Separating the method from the model: A “Bizarro World”

The probe was only intended to “go inside the brain of an LLM” as Jin characterizes it, but there was a remote possibility that it also did some of the thinking for the model. The researchers wanted to ensure that their model understood the instructions independently of the probe, instead of the probe inferring the robot’s movements from the LLM’s grasp of syntax.

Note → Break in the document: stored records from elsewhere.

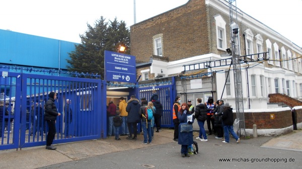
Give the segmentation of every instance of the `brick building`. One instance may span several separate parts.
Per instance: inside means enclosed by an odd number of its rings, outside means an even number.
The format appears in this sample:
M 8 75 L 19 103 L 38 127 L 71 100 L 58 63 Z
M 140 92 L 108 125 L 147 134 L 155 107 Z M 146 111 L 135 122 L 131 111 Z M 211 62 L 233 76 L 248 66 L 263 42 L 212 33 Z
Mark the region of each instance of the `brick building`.
M 240 55 L 251 55 L 241 64 L 245 109 L 267 108 L 270 93 L 302 99 L 302 49 L 286 38 L 237 9 Z M 140 63 L 137 75 L 141 83 L 156 77 L 180 77 L 178 94 L 195 99 L 211 92 L 235 105 L 234 75 L 229 66 L 207 70 L 211 75 L 181 77 L 185 65 L 224 59 L 231 47 L 229 2 L 224 0 L 189 0 L 186 4 L 130 27 L 131 55 Z M 144 63 L 145 63 L 144 64 Z M 145 66 L 144 66 L 145 65 Z M 186 69 L 187 70 L 188 69 Z M 194 75 L 194 76 L 193 76 Z M 210 78 L 210 79 L 209 79 Z M 202 79 L 200 87 L 191 88 L 192 80 Z M 223 90 L 225 82 L 226 85 Z M 205 86 L 204 83 L 207 83 Z M 202 86 L 202 87 L 201 87 Z M 206 89 L 204 87 L 206 88 Z M 178 92 L 178 91 L 180 91 Z M 202 96 L 204 96 L 204 95 Z M 203 97 L 205 98 L 205 97 Z

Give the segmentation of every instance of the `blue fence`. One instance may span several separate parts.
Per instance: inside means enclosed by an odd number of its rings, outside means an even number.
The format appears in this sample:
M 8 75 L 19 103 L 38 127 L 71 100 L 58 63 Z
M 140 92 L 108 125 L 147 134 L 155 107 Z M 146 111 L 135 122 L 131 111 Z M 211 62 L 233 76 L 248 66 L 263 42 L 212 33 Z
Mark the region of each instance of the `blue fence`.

“Imagine you have a pile of data that encodes the LM’s thought process,” suggests Jin. “The probe is like a forensics analyst: You hand this pile of data to the analyst and say, ‘Here’s how the robot moves, now try and find the robot’s movements in the pile of data.’ The analyst later tells you that they know what’s going on with the robot in the pile of data. But what if the pile of data actually just encodes the raw instructions, and the analyst has figured out some clever way to extract the instructions and follow them accordingly? Then the language model hasn’t really learned what the instructions mean at all.”

To disentangle their roles, the researchers flipped the meanings of the instructions for a new probe. In this “Bizarro World,” as Jin calls it, directions like “up” now meant “down” within the instructions moving the robot across its grid. 

“If the probe is translating instructions to robot positions, it should be able to translate the instructions according to the bizarro meanings equally well,” says Jin. “But if the probe is actually finding encodings of the original robot movements in the language model’s thought process, then it should struggle to extract the bizarro robot movements from the original thought process.”

As it turned out, the new probe experienced translation errors, unable to interpret a language model that had different meanings of the instructions. This meant the original semantics were embedded within the language model, indicating that the LLM understood what instructions were needed independently of the original probing classifier.

“This research directly targets a central question in modern artificial intelligence: are the surprising capabilities of large language models due simply to statistical correlations at scale, or do large language models develop a meaningful understanding of the reality that they are asked to work with? This research indicates that the LLM develops an internal model of the simulated reality, even though it was never trained to develop this model,” says Martin Rinard, an MIT professor in EECS, CSAIL member, and senior author on the paper.

This experiment further supported the team’s analysis that language models can develop a deeper understanding of language. Still, Jin acknowledges a few limitations to their paper: They used a very simple programming language and a relatively small model to glean their insights. In an upcoming work, they’ll look to use a more general setting. While Jin’s latest research doesn’t outline how to make the language model learn meaning faster, he believes future work can build on these insights to improve how language models are trained.

“An intriguing open question is whether the LLM is actually using its internal model of reality to reason about that reality as it solves the robot navigation problem,” says Rinard. “While our results are consistent with the LLM using the model in this way, our experiments are not designed to answer this next question.”

“There is a lot of debate these days about whether LLMs are actually ‘understanding’ language or rather if their success can be attributed to what is essentially tricks and heuristics that come from slurping up large volumes of text,” says Ellie Pavlick, assistant professor of computer science and linguistics at Brown University, who was not involved in the paper. “These questions lie at the heart of how we build AI and what we expect to be inherent possibilities or limitations of our technology. This is a nice paper that looks at this question in a controlled way — the authors exploit the fact that computer code, like natural language, has both syntax and semantics, but unlike natural language, the semantics can be directly observed and manipulated for experimental purposes. The experimental design is elegant, and their findings are optimistic, suggesting that maybe LLMs can learn something deeper about what language ‘means.’”

Jin and Rinard’s paper was supported, in part, by grants from the U.S. Defense Advanced Research Projects Agency (DARPA).